На Пасху мы уехали к морю, но было так холодно, комнаты нетопленые, и мы через три дня удрали в нашу теплую уютную квартиру.
Лето (т. е. авг[уст]) собираемся провести вместе с Фернеями — у моря, где-ниб[удь] в Нормандии или в Бретани. А пока уже оказались в лете, так как после зимних холодов (в апр[еле] — начале мая) наступило тепло. От деревьев [два слова нрзб] идет аромат, к[оторы]м не надышишься, и на нашем бо-сежуре[592] очень хорошо, так что даже забываешь о все растущей дороговизне и повышенных налогах. С меня требуют в этом году одного квартирного налога уже 4000 фр., квартира тоже вздорожала (из‐за стоимости топлива), и мы подумываем о переезде в меньшую квартиру.
С Элькиными встречаемся сравнительно часто. На Пасху они были на юге, куда приехал и барристер[593] с женою. Шура заходил ко мне, милый юноша, и «такое рассуждение на лице». И в том, чтó есть практическое устроение в жизни, толк понимает.

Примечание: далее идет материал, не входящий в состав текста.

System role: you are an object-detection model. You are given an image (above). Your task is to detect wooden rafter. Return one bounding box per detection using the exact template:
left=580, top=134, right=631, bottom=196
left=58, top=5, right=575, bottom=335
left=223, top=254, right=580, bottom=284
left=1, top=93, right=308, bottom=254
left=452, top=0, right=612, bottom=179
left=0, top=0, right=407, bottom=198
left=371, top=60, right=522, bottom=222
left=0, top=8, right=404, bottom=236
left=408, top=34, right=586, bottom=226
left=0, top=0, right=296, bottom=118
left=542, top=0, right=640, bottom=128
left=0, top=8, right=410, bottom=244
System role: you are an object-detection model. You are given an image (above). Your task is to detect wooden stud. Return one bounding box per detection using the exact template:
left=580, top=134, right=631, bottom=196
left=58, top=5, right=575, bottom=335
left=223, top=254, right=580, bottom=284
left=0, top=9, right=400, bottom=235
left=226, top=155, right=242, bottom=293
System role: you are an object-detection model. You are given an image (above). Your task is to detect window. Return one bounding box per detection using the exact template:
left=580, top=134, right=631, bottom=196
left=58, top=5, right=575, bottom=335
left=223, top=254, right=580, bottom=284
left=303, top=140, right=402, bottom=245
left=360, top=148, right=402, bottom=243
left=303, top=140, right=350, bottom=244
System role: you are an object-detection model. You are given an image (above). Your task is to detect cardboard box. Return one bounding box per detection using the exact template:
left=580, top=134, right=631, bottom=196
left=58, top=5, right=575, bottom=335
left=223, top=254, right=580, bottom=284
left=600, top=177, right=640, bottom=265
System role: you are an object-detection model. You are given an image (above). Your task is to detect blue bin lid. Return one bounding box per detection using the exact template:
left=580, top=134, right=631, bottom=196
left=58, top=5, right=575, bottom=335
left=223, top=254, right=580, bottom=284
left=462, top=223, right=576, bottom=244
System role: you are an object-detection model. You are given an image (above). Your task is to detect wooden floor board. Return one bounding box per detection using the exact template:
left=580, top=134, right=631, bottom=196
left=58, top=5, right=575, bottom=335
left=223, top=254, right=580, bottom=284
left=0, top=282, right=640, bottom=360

Вышла книга Грузенберга «Вчера»[594]. Милюков[595] — страха ради иудейска — написал о ней восторженную рецензию[596]. Я прочел эту книгу. Лучше бы она не вышла. Очерки, посвященные воспоминаниям о делах, очень интересны, но они пропадают в автобиографии и в воспоминаниях о «великих людях», его друзьях — Короленко[597], Горьком[598], Кони[599]. Язык — вымученный, любовь к «истинно-русским» оборотам речи и поговоркам (Кременецкий — Алданова[600]), — и повсюду Оскар, Оскар и Оскар — некуда от него спрятаться. Как Вам нравится в первых строках — определение русского языка:
«Я полюбил этот удивительный язык: в ласке шелковисто-нежный, завораживающий; в книге — простой, просвечивающий, до невозможности скрыть малейшую фальшь; в испытаниях борьбы — подмороженный, страстно-сдержанный».